I highly recommend his book for safety conscious retirees who are considering annuities.

https://www.amazon.com/Safety-First-Retirement-Planning-Integrated-Worry-Free/dp/1945640065

Jackie
Jackie
1 month ago
Reply to  Bob Wilmes

Thanks for posting the link to this book!

Regarding retirement savings – after saving and investing diligently for so many years, and now being on the cusp of early retirement, I am very nervous about snatching defeat from the jaws of victory by leaving too much in stocks. Maybe a SIPA is right for us. Hopefully I can learn enough from the book that I can get over my aversion to handing a huge chunk of our savings to an insurance company.

BenefitJack
BenefitJack
5 months ago

If you need additional, guaranteed, inflation-protected monthly income in retirement, I always recommend you consider/evaluate deferring social security benefit commencement – either to full retirement age or to age 70 (be careful, remember to consider spouse’s benefits, GPO, WEP, age/health and life expectancy differences, etc.) You can fill income gap with ad hoc distributions from retirement savings, income from part time employment, income from a second career, a spouse’s income, pension benefits, savings, etc.

Consider:

  • The longer you expect to live, the better to defer commencement,
  • For a married couple:
  1. Deferring commencement by the spouse with the larger benefit will increase the amount the couple will receive per month as long as either lives,
  2. Deferring commencement by the spouse with the smaller benefit aving the spouse with the lower benefit defer commencement will increase the amount the couple will receive per month while both spouses live,
  • The lower the after-inflation rate of return you earn on risk free investments, the better it becomes to delay commencement – the higher the after-inflation rate of return you earn, the better it becomes to take benefits early.

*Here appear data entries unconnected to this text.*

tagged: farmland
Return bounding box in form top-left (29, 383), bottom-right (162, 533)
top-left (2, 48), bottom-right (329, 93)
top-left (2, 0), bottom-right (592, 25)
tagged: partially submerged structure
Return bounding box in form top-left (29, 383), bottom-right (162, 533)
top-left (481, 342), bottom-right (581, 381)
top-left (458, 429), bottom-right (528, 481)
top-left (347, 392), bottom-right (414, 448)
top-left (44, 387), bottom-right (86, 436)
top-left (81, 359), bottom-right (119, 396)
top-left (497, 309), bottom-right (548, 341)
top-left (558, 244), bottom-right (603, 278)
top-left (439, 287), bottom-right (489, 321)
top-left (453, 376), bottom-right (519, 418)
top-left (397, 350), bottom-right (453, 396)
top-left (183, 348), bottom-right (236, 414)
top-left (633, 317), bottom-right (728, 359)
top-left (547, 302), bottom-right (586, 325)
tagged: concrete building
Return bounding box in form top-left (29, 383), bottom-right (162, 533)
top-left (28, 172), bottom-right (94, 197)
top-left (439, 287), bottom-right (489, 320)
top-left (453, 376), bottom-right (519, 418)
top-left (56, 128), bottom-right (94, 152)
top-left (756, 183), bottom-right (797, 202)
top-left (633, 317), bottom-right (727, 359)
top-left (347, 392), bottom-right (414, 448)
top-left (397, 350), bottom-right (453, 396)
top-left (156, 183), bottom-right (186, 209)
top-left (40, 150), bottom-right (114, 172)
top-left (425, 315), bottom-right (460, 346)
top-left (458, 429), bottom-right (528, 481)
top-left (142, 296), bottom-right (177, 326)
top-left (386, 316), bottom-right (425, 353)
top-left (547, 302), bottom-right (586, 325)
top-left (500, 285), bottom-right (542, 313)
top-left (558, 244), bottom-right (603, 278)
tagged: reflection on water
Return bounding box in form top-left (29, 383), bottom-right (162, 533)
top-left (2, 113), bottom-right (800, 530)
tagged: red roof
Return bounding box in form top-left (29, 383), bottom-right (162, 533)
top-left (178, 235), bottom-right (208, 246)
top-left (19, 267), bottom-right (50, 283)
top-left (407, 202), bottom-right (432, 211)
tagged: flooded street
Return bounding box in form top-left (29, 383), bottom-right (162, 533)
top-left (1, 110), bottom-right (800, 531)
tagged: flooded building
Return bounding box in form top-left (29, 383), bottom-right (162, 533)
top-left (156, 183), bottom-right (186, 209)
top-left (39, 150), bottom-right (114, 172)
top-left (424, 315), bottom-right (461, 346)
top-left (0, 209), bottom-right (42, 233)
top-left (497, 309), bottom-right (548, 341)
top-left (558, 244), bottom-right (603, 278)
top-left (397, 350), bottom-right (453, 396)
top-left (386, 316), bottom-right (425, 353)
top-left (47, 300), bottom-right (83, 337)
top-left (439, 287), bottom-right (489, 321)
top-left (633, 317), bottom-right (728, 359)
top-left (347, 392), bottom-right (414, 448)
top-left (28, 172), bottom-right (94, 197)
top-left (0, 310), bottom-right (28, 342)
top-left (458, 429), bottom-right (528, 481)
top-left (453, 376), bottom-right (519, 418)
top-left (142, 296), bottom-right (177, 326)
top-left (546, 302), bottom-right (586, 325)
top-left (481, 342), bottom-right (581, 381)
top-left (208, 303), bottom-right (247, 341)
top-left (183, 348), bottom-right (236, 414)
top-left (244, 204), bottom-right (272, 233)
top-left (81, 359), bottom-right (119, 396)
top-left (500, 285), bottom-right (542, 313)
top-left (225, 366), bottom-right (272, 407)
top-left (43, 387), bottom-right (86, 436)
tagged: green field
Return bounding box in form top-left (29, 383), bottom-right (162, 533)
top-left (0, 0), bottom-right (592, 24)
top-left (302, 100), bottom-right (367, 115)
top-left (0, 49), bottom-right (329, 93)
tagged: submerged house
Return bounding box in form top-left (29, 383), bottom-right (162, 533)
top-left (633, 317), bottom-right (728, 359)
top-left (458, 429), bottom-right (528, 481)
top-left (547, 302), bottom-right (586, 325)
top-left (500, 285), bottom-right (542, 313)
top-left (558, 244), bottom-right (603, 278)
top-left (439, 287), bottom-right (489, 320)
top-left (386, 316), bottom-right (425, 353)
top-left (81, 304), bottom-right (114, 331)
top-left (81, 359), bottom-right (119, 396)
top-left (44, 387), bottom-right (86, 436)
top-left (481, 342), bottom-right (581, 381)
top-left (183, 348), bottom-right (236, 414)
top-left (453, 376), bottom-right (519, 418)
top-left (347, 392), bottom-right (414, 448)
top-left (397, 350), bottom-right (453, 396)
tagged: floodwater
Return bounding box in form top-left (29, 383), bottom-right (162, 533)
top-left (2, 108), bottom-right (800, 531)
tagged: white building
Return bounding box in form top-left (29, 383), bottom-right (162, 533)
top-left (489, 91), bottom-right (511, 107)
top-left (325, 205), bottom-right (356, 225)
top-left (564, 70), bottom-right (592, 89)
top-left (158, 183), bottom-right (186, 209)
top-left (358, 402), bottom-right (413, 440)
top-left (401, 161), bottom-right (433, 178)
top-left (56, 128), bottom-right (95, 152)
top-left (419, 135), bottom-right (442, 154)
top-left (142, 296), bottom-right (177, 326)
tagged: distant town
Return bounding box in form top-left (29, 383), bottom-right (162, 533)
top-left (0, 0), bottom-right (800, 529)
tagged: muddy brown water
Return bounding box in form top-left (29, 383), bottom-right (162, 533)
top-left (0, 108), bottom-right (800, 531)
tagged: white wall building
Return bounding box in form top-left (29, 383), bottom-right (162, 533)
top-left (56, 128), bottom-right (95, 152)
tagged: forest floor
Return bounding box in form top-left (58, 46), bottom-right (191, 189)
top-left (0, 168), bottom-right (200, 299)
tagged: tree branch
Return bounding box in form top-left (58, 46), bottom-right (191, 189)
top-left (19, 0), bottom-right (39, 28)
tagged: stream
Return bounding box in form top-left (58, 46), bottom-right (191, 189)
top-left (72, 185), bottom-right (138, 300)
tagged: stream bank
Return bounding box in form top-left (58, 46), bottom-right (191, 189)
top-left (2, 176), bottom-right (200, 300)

And, of course, today, most of us have near-zero risk free after-inflation rates of return.

For most middle-class Americans, it is a valuable alternative – fairly priced, incorporating a surviving spouse benefit, inflation indexed benefits and guarantees that all but avoid default and insolvency risks.

Rick Connor
Rick Connor
5 months ago

One of my near term goals is to get a better “real world” understanding of annuities. I think I understand them conceptually, but I don’t have real world experience of what is available, what they cost, who to buy one form, and what funds (taxable or pre-tax) to use. I’m thinking of an immediate, short term annuity as a bridge between retirement and Social Security at 70.

James McGlynn CFA RICP®
James McGlynn CFA RICP®
6 months ago

I like longevity annuities- QLAC’s (Qualified Longevity Annuity Contracts). I use IRA money and can postpone RMD’s as I wait to collect income. I also earn higher returns than a bond since I earn “mortality credits”-additional income earned as a survivor from other deceased annuitants who earn nothing. They also give me an incentive to live longer and collect more income. They can be easily compared and are not convoluted like variabl annuities.